Этот пролом стал самым уязвимым местом в обороне замка, и враг бросал на него все силы. Норсканцы упорно взбирались по каменным обломкам и кускам кладки, вопя боевые кличи и вознося хвалы своим страшным богам. Только потому, что рыцарь Грааля Реол сражался у разрушенной стены, отражая волны врагов, этот участок еще не пал. Присутствие святого паладина вдохновляло бойцов вокруг него на великие подвиги стойкости и отваги, и здесь шел самый яростный бой.
В перерывах между атаками герцог велел разносить защитникам вино, хлеб и сыр, и открыл свои склады, чтобы даже последние из мобилизованных крестьян - те, что еще оставались в живых - были обеспечены одеялами, новым оружием взамен сломанного, нормальными стрелами и щитами.
Если бы это были не норсканцы, а какой-нибудь другой противник, герцог Адалард был бы уверен, что сможет держать оборону почти бесконечно. Или, по крайней мере, достаточно долго, чтобы пришла помощь из Курони. На помощь от восточного соседа, коварного герцога Л’Ангвиля, рассчитывать не приходилось. Алчный соперник Адаларда, несомненно, радовался, слыша о несчастье Леонуа, и уже думал, как можно расширить за его счет границы герцогства Л’Ангвиль.
Теперь, когда все резервы были введены в бой, герцог Адалард мало что мог сделать. Он приказал слугам принести его щит и шлем.
- Вы же не собираетесь лично сражаться на стенах, мой герцог? - спросил один из его придворных, тощий барон Бруссар, которого эта перспектива явно пугала.
- Собираюсь. И вы будете сражаться вместе со мной, дорогой барон, - не без удовольствия сказал герцог. - Каждый, кто способен держать меч, должен сейчас сражаться.

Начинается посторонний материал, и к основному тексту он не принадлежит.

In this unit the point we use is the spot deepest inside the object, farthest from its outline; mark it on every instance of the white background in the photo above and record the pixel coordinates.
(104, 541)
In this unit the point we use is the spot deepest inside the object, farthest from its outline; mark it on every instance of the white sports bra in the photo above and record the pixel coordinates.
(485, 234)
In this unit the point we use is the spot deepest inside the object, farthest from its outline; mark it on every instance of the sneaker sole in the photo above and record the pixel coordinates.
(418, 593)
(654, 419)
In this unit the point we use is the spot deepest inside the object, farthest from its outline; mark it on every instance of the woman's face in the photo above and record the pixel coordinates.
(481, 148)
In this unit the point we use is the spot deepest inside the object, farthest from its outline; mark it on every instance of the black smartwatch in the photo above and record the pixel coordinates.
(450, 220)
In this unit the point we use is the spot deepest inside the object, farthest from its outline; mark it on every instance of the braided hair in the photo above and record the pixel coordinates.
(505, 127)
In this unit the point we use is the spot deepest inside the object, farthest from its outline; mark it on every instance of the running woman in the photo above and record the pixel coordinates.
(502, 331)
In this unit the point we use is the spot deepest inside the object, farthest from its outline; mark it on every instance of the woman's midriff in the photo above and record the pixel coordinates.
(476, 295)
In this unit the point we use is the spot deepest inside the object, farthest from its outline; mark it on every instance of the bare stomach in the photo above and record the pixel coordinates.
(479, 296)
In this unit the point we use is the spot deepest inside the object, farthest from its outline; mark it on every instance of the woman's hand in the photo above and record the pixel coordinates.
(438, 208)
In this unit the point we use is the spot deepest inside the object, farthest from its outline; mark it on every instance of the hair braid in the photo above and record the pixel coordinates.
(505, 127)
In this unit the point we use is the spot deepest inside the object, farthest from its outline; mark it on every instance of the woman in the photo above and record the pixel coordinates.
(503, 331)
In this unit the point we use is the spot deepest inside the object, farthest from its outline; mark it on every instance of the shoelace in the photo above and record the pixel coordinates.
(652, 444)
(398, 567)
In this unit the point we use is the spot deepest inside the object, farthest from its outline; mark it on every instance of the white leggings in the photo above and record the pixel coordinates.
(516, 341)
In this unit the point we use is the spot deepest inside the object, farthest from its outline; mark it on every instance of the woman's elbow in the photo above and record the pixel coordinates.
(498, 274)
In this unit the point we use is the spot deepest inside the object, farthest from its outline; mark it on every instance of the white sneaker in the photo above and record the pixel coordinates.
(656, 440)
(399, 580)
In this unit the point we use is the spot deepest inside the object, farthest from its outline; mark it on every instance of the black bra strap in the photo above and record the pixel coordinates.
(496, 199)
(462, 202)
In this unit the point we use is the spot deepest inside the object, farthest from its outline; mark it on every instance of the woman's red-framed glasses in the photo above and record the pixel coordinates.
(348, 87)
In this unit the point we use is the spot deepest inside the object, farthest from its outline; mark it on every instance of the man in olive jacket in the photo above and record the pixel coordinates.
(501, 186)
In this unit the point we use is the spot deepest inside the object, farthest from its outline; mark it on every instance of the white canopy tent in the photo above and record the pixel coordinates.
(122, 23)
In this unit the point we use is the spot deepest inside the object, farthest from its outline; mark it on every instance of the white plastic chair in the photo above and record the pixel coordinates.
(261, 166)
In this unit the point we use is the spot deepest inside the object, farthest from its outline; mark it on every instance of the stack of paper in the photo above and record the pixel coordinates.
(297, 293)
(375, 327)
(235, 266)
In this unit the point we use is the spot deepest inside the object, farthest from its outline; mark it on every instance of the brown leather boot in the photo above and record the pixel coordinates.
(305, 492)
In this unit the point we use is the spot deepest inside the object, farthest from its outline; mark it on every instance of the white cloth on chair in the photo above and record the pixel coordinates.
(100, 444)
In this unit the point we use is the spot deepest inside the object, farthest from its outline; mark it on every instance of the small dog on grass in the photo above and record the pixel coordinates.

Барон побледнел. Адалард втайне был рад видеть его страх. Герцог не любил тех вельмож, которые с готовностью посылали достойных людей на смерть, но сами избегали подвергаться той же опасности. Бруссар был прирожденным политиком и интриганом - Адалард всегда старался заручиться его поддержкой в политических делах, потому что барон мог быть опасным политическим оппонентом - но герцог втайне презирал Бруссара, который определенно не был воином.
- Но если вы погибнете, мой лорд, это будет ужасный удар по моральному духу? - спокойным голосом заметил Бруссар, хотя Адалард заметил, что на лбу барона выступил пот.
- Но какое влияние на людей оказывает то, что я не участвую в бою? А если они увидят, что я так же подвергаюсь опасности, как и они, это ободрит их, - снисходительно ответил герцог.
- Это глупость, мой лорд! - возразил Бруссар. Он обернулся, глядя на свиноподобного маркиза Карабаса в поисках поддержки, но маркиз избегал встречаться с ним взглядом. - Мы должны отдать эту девушку норсканцам! Любой другой путь есть чистейшее безумие!
- Я уже принял решение, барон. Распорядитесь, чтобы ваши слуги принесли вам оружие и доспехи. Я ожидаю, что вы будете готовы к бою через десять минут. Если опоздаете хоть на секунду, я объявлю вас трусом и предателем и велю вас повесить. Я понятно выражаюсь?
- Я всегда знал, что вы дурак, - злобно прошипел барон.
- Если я погибну, - сказал Адалард, - то погибну с честью, обороняя земли, которые поклялся защищать. И пусть мне придется умереть, я не собираюсь исполнять требования какого-то норсканского выродка.
- В смерти нет чести, какой бы эта смерть ни была! - воскликнул Бруссар. - Понятие чести - удобная выдумка, и каждый бретонец, у которого есть хоть капля ума, знает об этом. Оно ничего не значит!
- Вы ошибаетесь, барон, - сказал герцог.
- Мне давно стоило принять сторону Л’Ангвиля, - вздохнул Бруссар. - Тогда бы, по крайней мере, я прожил бы немного дольше.
Герцог не ответил ничего, глядя на Бруссара с таким выражением, словно обнаружил на своей подошве раздавленного слизня.